The goal of this project is to develop a model Shiny Web Application for a predictive text generator, which predicts the next word a user intends to type based on word frequency and context.
The natural language processing techniques for this project was executed on a computer with core i5 capabilities @ 3.10 GHzand 8.00 GB RAM.
This intermediate report describes the foremost step of this project; understanding the distribution and relationship between the words and tokens in the text. It meets the following benchmarks:
Demonstrates the approach used to download and clean data
Creates a basic report of summary statistics about the data sets
Reports on some interesting findings
Gives feedback on the plan for creating a prediction algorithm and Shiny app
Data was provided from a content archived from heliohost.org. It can be retrieved from this {Online Data Source}.
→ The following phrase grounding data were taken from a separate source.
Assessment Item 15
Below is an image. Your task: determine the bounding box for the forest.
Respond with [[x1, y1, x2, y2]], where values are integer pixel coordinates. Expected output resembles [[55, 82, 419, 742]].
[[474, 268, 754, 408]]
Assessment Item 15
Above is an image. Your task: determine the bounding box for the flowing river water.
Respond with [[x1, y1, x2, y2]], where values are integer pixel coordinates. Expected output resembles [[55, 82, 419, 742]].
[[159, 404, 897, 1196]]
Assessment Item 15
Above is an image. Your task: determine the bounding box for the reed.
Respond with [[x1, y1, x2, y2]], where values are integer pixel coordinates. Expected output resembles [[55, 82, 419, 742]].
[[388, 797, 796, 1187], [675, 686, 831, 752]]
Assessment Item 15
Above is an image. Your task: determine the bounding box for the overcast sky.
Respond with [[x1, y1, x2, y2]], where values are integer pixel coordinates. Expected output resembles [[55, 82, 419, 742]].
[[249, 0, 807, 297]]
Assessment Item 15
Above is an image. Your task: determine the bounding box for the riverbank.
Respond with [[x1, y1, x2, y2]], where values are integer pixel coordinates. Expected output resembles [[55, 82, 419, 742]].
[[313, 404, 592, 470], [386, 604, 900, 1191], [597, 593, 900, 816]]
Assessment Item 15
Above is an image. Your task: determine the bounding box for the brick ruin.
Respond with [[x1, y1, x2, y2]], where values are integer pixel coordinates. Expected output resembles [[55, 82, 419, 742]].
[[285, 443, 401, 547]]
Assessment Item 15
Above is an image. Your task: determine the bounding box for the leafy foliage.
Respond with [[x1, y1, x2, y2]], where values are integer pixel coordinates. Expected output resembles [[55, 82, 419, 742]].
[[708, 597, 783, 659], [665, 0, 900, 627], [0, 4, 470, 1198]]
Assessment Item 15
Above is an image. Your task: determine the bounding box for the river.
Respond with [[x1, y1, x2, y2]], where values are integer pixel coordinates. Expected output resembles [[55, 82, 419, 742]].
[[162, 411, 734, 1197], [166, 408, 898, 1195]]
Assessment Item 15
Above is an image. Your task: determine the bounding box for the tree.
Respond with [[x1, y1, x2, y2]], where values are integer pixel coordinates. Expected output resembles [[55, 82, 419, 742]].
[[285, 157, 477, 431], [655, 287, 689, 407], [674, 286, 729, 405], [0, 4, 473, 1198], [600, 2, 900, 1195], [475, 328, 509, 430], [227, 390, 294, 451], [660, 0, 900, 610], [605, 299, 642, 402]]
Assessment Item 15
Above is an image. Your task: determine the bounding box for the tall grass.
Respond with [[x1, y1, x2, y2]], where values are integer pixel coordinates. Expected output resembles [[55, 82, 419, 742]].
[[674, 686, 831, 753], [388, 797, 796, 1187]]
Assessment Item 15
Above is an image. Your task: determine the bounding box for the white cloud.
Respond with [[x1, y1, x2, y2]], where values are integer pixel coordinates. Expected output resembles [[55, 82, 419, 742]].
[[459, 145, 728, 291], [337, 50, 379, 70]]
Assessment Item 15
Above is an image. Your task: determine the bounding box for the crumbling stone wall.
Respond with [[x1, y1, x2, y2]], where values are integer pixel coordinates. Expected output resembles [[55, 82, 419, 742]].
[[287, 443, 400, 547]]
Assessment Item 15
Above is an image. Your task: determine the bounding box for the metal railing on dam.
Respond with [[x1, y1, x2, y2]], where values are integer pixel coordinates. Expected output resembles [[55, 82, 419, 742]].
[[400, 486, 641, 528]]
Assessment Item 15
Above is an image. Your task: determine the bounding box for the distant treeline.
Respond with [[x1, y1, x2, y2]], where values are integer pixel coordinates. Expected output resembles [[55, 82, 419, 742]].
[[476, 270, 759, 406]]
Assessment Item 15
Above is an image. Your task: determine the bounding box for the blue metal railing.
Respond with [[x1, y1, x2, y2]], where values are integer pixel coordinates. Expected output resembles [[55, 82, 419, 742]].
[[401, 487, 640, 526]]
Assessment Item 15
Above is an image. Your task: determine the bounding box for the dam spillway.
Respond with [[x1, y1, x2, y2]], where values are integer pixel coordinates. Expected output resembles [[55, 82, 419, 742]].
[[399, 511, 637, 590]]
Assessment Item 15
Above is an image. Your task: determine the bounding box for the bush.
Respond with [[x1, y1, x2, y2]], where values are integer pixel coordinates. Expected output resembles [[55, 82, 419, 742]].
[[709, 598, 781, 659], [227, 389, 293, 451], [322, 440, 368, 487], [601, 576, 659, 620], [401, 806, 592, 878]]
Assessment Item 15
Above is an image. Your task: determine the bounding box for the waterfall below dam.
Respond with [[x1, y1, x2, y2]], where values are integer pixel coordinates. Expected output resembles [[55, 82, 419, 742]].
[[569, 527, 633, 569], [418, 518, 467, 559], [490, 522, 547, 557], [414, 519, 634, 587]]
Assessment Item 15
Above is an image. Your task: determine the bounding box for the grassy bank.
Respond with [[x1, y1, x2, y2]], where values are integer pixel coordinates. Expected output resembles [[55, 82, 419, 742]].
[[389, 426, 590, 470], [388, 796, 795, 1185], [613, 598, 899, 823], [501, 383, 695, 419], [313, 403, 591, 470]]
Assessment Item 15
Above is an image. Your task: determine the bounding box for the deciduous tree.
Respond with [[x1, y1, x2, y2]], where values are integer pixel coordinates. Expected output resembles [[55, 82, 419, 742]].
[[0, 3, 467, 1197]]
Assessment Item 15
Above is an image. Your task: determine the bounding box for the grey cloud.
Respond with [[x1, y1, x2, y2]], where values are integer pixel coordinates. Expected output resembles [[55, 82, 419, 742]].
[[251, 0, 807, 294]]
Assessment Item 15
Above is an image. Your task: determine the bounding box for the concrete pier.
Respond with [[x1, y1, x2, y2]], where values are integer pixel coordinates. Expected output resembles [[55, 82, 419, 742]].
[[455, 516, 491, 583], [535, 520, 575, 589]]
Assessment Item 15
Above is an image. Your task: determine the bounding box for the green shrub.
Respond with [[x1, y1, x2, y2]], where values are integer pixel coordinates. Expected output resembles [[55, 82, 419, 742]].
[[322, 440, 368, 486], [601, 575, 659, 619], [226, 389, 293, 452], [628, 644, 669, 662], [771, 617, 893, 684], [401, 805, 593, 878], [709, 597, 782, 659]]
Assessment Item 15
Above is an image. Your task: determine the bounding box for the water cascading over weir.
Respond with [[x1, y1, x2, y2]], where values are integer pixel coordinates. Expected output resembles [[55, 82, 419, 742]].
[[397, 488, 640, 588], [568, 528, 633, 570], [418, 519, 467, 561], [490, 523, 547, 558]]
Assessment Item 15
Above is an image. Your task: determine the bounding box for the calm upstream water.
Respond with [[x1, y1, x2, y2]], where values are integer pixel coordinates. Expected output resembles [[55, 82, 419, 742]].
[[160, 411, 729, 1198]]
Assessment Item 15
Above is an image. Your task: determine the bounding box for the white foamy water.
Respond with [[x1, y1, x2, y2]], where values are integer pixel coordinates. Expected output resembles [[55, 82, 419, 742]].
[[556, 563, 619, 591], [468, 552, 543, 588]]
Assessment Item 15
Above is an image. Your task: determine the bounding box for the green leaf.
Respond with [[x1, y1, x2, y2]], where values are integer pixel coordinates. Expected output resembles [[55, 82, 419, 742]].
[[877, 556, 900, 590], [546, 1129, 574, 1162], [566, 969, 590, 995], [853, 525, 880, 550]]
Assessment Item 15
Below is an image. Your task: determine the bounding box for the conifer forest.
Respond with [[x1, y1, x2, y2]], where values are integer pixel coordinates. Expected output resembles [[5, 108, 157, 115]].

Further information on the data can be found {here}.The data is provided in different languages. For this project,only the corpora (blog post, news articles and tweets) in the en_US local (US English) are considered.
rm(list=ls())
library(stringi); library(knitr);
library(quanteda); library(ggplot2);
library(wordcloud); library(RColorBrewer);
library(doParallel);library(parallel)
set.seed(123)
cluster <- makeCluster(detectCores()-1)
registerDoParallel(cluster)
It is assumed that the data has been unzipped and saved locally and a working directory has been established.
The data is read in binary format to preserve all characters and to ensure smoother analysis. {Reference}
R is fairly slow in reading files. The options for reading are listed from ‘slowest’ to ‘fastest’: read.table(), scan(),readLines(). {Reference}
con <- file("en_US.blogs.txt", open = "rb")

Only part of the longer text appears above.